Valentin, encore lui.
C'est le soir, juste avant la fermeture du café-épicerie, à trois tours de roue de vélo de chez lui, roues de son vélo qu'il appuie contre le mur tapissé de lierre. Il achète un paquet de cigarettes qu'il ne fumera pas, mais descend un ballon de Sancerre au comptoir tout en promenant ses doigts sur quelques cacahuètes égarées au fond d'une soucoupe. On ferme, dit la patronne, et elle ferme, lui laissant à peine le temps de se faufiler sous le rideau de fer, encore tout frissonnant de ce petit effet guillotine.

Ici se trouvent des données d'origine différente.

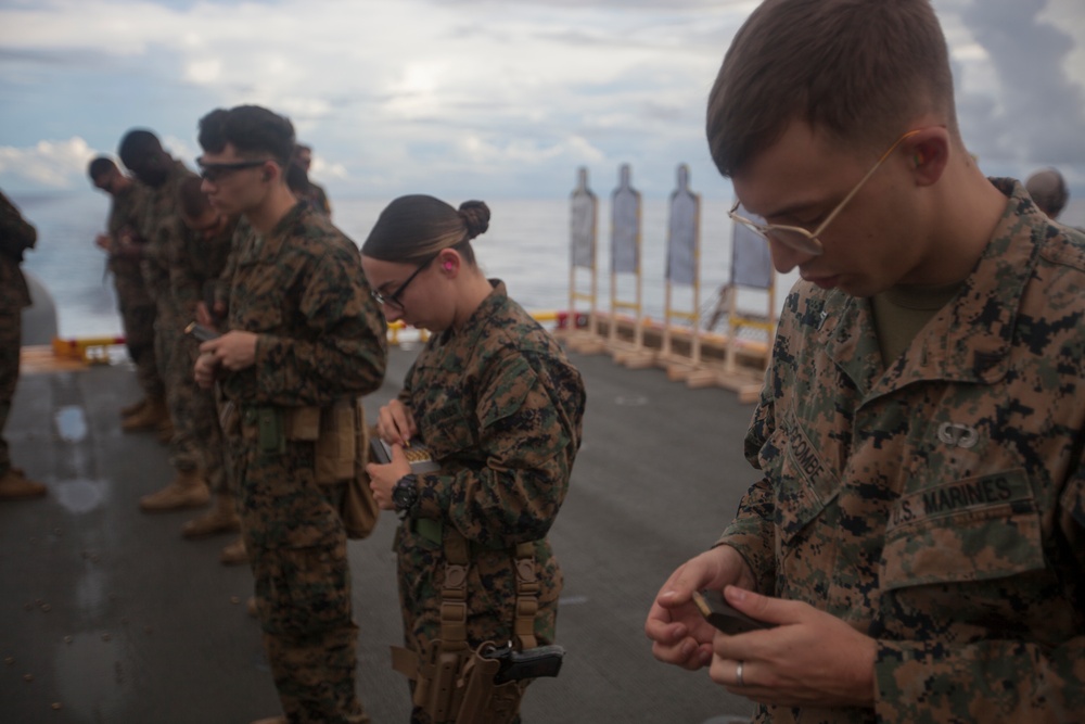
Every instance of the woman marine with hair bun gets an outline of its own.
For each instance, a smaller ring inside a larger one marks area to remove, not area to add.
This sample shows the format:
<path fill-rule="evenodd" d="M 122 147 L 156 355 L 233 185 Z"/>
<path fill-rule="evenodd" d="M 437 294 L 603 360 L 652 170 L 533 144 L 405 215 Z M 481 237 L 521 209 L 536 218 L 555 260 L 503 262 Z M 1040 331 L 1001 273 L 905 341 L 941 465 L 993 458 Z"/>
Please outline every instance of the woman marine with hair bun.
<path fill-rule="evenodd" d="M 406 649 L 393 658 L 412 679 L 419 723 L 456 721 L 463 691 L 454 679 L 462 683 L 484 644 L 554 640 L 562 576 L 547 533 L 580 443 L 584 383 L 553 338 L 478 268 L 471 240 L 488 226 L 481 201 L 457 211 L 401 196 L 361 247 L 387 320 L 432 332 L 380 411 L 392 461 L 368 467 L 378 503 L 403 520 L 394 549 Z M 404 447 L 420 443 L 439 470 L 411 473 Z M 441 678 L 443 662 L 456 676 Z M 512 695 L 495 696 L 472 721 L 518 719 L 525 685 L 505 685 Z"/>

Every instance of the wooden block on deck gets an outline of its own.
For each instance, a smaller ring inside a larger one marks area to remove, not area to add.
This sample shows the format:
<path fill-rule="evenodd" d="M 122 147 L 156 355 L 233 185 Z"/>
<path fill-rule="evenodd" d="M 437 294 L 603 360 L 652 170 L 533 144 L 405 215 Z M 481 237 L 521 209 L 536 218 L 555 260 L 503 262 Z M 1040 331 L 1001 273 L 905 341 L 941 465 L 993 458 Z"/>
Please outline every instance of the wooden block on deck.
<path fill-rule="evenodd" d="M 76 372 L 87 369 L 87 363 L 76 357 L 59 357 L 52 346 L 38 344 L 20 348 L 18 370 L 21 374 L 43 372 Z"/>
<path fill-rule="evenodd" d="M 607 351 L 604 338 L 583 330 L 569 330 L 561 340 L 570 350 L 582 355 L 599 355 Z"/>
<path fill-rule="evenodd" d="M 615 363 L 629 369 L 644 369 L 646 367 L 653 366 L 655 364 L 655 356 L 659 354 L 656 350 L 650 350 L 622 340 L 608 340 L 607 351 L 610 352 Z"/>
<path fill-rule="evenodd" d="M 703 366 L 691 371 L 686 378 L 686 386 L 691 389 L 718 386 L 730 390 L 742 404 L 755 403 L 761 397 L 764 379 L 755 370 L 738 369 L 728 372 L 722 366 Z"/>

Pince coupante à la main, une fille à la chevelure noire aussi longue qu'un ruban de zan déroulé, tout à son affaire autour de cet antivol en queue de petit cochon. Valentin fait Oh!, deux fois, interloqué et séduit par l'audace de la fille dans cette rue, dans ce quartier où rien ne se passe et où personne n'a jugé bon d'installer un commissariat de police. Elle le regarde droit dans ses bottes, et lui dit Ne fais pas de suppositions, je ne suis pas en train de voler ton vélo, j'essaie juste la pince que je viens d'acheter.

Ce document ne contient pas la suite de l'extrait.